I have results of reads aligner of metagenomic NGS sample versus small database of genes (I aligned the sample reads versus the small DB) . I want to convert the read aligner results into abundance score for each one of the genes in the database.

I saw that in a few articles they decided that the number of reads that were align for this gene is the abundance score but it sound to simple. Anybody has another idea of how to calculate this measurement?

Thanks

Hi,

I think that the abundance for each read can be a part of the score counting the number of reads. Then, the alignment quality can be considered, and with this designed an adjusted score. Because align read is good, but the quality of this alignment must be taken in account.
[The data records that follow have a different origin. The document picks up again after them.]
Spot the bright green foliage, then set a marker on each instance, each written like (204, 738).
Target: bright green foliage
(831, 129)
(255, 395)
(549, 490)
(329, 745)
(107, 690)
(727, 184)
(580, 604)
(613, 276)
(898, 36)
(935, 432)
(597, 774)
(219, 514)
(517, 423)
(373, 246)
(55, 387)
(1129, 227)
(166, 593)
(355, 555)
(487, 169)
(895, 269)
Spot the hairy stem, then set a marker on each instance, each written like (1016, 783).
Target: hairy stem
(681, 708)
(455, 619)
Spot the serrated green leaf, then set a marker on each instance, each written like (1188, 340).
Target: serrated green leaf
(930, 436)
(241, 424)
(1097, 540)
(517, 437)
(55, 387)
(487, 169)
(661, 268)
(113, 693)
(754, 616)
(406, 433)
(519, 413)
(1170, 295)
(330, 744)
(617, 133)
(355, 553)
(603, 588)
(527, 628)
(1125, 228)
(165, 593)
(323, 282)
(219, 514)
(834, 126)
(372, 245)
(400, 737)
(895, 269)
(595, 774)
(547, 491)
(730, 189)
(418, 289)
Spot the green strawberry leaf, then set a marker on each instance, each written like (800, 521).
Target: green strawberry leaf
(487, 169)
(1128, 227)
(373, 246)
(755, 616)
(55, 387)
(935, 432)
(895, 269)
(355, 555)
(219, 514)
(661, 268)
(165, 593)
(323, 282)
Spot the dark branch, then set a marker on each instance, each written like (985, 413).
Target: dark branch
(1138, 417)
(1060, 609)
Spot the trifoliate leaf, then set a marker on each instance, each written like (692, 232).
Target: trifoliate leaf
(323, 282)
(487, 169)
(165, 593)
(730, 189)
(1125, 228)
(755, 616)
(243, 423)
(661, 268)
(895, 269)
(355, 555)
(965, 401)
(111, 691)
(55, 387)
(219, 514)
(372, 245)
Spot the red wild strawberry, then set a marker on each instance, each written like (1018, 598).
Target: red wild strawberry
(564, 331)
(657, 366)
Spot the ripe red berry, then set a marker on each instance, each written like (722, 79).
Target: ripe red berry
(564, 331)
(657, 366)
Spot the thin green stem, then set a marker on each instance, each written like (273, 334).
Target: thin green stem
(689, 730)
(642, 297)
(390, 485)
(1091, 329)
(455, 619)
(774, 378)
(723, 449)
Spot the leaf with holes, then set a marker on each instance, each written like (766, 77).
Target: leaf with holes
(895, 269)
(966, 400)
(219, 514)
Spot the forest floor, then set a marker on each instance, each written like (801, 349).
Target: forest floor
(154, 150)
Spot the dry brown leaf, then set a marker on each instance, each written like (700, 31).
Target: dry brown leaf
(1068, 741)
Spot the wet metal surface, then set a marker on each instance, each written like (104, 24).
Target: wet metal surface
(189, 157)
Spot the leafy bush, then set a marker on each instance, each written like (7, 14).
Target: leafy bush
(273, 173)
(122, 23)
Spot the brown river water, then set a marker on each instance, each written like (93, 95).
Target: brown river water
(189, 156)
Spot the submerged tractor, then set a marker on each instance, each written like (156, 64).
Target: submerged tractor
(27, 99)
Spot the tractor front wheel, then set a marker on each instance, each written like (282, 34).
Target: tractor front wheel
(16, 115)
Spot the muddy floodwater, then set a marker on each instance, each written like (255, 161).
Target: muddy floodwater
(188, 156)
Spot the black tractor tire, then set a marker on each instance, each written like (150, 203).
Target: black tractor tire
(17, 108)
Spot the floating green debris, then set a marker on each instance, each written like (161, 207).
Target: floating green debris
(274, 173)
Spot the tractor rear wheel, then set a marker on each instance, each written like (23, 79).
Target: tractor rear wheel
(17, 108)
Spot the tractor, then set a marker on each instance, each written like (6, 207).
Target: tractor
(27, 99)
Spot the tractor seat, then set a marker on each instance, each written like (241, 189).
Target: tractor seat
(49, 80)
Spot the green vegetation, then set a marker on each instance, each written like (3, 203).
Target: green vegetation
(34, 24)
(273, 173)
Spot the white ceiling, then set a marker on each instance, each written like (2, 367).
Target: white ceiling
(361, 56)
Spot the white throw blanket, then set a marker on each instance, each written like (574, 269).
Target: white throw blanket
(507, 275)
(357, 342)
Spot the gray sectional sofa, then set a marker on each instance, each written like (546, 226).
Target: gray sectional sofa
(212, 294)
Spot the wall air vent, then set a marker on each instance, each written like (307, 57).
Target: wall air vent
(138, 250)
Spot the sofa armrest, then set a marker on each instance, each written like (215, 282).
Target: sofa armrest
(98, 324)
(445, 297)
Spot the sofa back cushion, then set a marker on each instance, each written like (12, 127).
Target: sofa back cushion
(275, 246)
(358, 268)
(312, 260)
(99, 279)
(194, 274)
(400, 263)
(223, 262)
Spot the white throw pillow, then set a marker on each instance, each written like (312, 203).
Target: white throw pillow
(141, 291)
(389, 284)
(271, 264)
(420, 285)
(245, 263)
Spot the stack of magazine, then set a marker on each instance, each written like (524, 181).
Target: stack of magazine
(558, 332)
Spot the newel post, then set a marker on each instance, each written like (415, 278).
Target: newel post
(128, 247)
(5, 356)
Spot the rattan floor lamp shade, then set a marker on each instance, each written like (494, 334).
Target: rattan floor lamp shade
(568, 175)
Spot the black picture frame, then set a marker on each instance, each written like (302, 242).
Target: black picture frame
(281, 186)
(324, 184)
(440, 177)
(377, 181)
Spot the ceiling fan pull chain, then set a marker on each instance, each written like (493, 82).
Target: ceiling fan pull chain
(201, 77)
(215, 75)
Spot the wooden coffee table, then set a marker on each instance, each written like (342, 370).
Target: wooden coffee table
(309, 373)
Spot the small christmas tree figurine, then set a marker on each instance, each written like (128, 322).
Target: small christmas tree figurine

I work with metagenomics from gene of 16S, and I am doing it. Counting the reads, and see the alignment score to normalize and ponder ate data.

But we need to find the description in articles that you mentioned, or contact them to understand how they are doing. ;)

One thing you could try is the species abundance tools included in RTG Core. While this has been designed for processing the alignments of metagenomic NGS data to a species reference database, people have been using it successfully for gene expression datasets. One of the advantages over read-counting approaches is that it takes ambiguity into account (alignments to ambiguous regions are less informative than alignments to unambiguous regions), and it also supports a taxonomy, so you could potentially obtain abundance measures for gene families. The abundance scores computed by the species command are represented both as a fraction of the DNA in the sample and as a fraction of individuals (genes). Hope this helps.